Food and other essentials - we generally self-catered for the whole 7 weeks although we did treat ourselves to a flat white in a cafe each day, which cost around NZ$4. A camping gas canister cost NZ$6.50/11.50 (small/large). Food for 5 days for four people bought in Pak N' Save cost around NZ$200, or NZ$10 per person per day, a little bit more if shopping in New World or Countdown. Our general diet consisted of muesli with fruit (banana and kiwi) and yoghurt for breakfast with juice and filter coffee or porridge and coffee when on a trek; then something like cheese, salami and tomato sandwiches or hummus with carrot and cucumber and ryvitas for lunch, maybe with some crisps and then an easy to cook on a camp stove instant meal for dinner. Exceptions included the odd pie or ice cream, the occasional meal in a shopping centre food court for around NZ$11 or a more luxurious dinner when staying in a holiday park, normally some tasty meat with substantial sides.

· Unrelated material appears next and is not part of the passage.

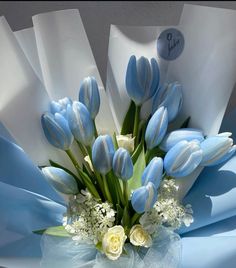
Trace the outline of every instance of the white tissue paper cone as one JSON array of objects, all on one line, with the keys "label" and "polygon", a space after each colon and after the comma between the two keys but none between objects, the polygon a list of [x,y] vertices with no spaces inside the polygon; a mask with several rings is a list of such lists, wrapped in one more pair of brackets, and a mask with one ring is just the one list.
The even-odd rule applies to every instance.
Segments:
[{"label": "white tissue paper cone", "polygon": [[23,50],[27,60],[33,68],[35,74],[43,83],[42,70],[39,63],[37,45],[35,40],[34,28],[27,28],[17,32],[14,35]]},{"label": "white tissue paper cone", "polygon": [[[117,126],[120,128],[129,105],[125,72],[129,57],[134,54],[157,58],[162,79],[178,80],[183,85],[184,104],[178,126],[191,116],[190,126],[203,129],[207,135],[217,134],[236,81],[235,25],[236,11],[185,5],[179,26],[174,26],[184,35],[185,46],[182,54],[172,61],[159,59],[156,41],[164,29],[173,26],[112,26],[107,91],[113,112],[119,115]],[[178,181],[180,198],[200,172],[201,168]]]},{"label": "white tissue paper cone", "polygon": [[4,17],[0,18],[0,121],[38,165],[54,159],[64,163],[63,152],[44,137],[41,114],[49,97],[35,75]]},{"label": "white tissue paper cone", "polygon": [[82,80],[94,76],[98,82],[101,109],[96,118],[98,131],[113,133],[112,113],[97,66],[76,9],[33,16],[39,61],[46,90],[52,99],[78,99]]}]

A beer in a shop cost around NZ$5 for a big bottle, NZ$7 for a pint in a bar. A bottle of New Zealand wine cost anything from NZ$6 up in the same supermarkets. The Marlborough Sauvignon Blancs are obviously popular for good reason although we found the Central Otago red Pinot Noir a little bit disappointing.

When we did treat ourselves to eating out we were able to find a takeaway Indian meal for around NZ$12, fish n' chips for around NZ$8 or a lunch special (especially in places like Queenstown) for around NZ$10-15. One place that is worth a splurge is a crayfish bar in Kaikoura. There is the famous Nins Bin on the highway north of town but we preferred the crayfish meal offered by Aromas Hut, close to the town on the scenic coastal drive. A whole cray with chips and salad cost NZ$50. The other NZ specialities that we enjoyed were the real fresh fruit ice creams, a novel idea where fresh fruit is mashed up with vanilla ice cream. They can be hard to find but are always well worth it and cost around NZ$3. A more savoury treat is the Steak and Cheese Pie, a NZ tradition, around $4 to clog your arteries up a little but more!

When camping and trekking one thing that you do need is to find a regular shower. We killed two birds with one stone by visiting local swimming pools, spending an hour swimming to loosen up the tired muscles and then a hot shower to feel sparkly clean afterwards. Most pools charge around NZ$4 for entry, some of the best ones were in Wellington, Nelson, and Queenstown.

Of course Queenstown is famous for extreme sports and so if you want to jump off of a bridge with a bungee rope attached to your legs, or be hurtled around the bay in a jet boat then there are plenty of companies ready to help you do it. We have no first hand experience as we were here for totally different reasons but my observation is that these activities are not cheap and you won't get much change out of NZ$200 for any of them. One splurge we did make was to go on the Milford Sound cruise, at a cost of NZ$78 per person. There are a few companies but we picked Mitre Peak as they had the smallest boat, avoiding the coach tours. We had been told that if you arrive in Milford Sound and the sun is shining you have to go on the cruise. It was, so we did. It was OK but not quite up to the hype surrounding it, or the price in my opinion. I would have valued it at NZ$50 but this is not a judgement or criticism of Mitre Peak, they were great and I expect if I had chosen another company I would have valued it lower, it just didn't push my buttons is all.

A final word about Christchurch, the city has experienced awful luck over the past couple of years. We were lucky to see it as the positive efforts of the people were really taking shape - the container mall area was very busy and the walkway to Cathedral square was drawing people back into the centre. I think that prior to the earthquake Christchurch must have been New Zealand most beautiful city and the one in which you could spend most time, I hope it returns to this state sometime soon.

We spent NZ$2800 in 47 days between 2 people which works out at just under NZ$60 per person per day, although we were travelling in a group of 4 people for the majority of the trip. Travelling in this style you could easily reduce this down to NZ$50 by cutting out the coffees and the occassional treat such as a takeaway meal or a big meal cooked at a holiday park (i.e. steak for four people).